Cá estou eu novamente a falar de um comercial de cerveja da marca Schin. Melhor pra eles; falem mal, mas falem de mim. Antes uma empresa que impõe conceitos sem medo de errar a uma empresa acomodada, que só veicula apostas seguras. Trata-se de um comercial de um jovem comum, desses que trabalham em um escritório comum, e que se submete cegamente aos mandamentos de uma voz em off pra ficar com uma melhor aparência e, portanto, conquistar as mulheres. Por trás de uma suposta filosofia de vida democrática “seja você mesmo” existe uma falsa premissa. Ao trabalhar com a ironia para mostrar que toma partido do lado oposto, o filme-fariseu apenas reforça a ideia de que os homens têm total liberdade para se lixarem para o seu físico.
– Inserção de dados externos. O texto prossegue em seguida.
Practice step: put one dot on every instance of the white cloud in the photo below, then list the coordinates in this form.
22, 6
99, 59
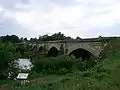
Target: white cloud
72, 17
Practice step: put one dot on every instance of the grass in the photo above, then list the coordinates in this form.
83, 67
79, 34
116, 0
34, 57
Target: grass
103, 76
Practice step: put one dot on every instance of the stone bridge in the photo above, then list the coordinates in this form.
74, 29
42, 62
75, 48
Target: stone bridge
93, 47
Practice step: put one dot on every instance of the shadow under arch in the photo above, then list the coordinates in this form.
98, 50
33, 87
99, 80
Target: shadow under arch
53, 52
81, 53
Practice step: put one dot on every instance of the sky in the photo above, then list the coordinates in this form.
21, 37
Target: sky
83, 18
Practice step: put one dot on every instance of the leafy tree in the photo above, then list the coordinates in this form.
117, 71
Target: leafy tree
78, 38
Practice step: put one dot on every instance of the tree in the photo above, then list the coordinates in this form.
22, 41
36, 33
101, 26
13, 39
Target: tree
78, 38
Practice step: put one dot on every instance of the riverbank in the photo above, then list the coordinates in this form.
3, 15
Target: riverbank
104, 76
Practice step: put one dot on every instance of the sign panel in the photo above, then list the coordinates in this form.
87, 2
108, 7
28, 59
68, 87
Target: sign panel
22, 76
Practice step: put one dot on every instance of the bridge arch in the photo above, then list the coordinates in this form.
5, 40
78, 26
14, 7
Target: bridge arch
41, 49
83, 48
53, 51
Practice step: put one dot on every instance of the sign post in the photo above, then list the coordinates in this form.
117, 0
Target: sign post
22, 77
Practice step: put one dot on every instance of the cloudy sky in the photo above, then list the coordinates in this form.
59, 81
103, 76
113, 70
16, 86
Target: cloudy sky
83, 18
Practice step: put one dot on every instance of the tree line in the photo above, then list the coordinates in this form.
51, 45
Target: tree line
53, 37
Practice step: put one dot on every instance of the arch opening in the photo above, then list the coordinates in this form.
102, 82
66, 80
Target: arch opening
41, 50
53, 52
81, 53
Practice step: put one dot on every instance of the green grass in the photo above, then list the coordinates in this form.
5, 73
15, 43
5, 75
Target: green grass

Nesse sentido, redunda estereótipos ao invés de combatê-los. Sim, o franzino protagonista ficaria ridículo se fizesse bronzeamento artificial, mudasse o corte de cabelo, entrasse em uma academia. Afinal, o típico bebedor de cerveja, tal qual o concebemos, gordo e careca, não pode se submeter a essas déspotas regras sociais. Mas esse liberalismo estético, no filme, só é concedido aos homens. A mulher, que aparece somente no final, e num ângulo notadamente machista, não recebe essa alforria. Ou seja, a cerveja Schin, escancaradamente dirigida ao “sexo forte e macho”, oferece ao desleixado portador de testosterona a oportunidade ilusória de, sem precisar fazer qualquer tipo de esforço físico que não seja o de esvaziar um copo goela abaixo, conquistar o par de pernas torneadas do escritório. Bem como qualquer outro tipo de comercial do gênero.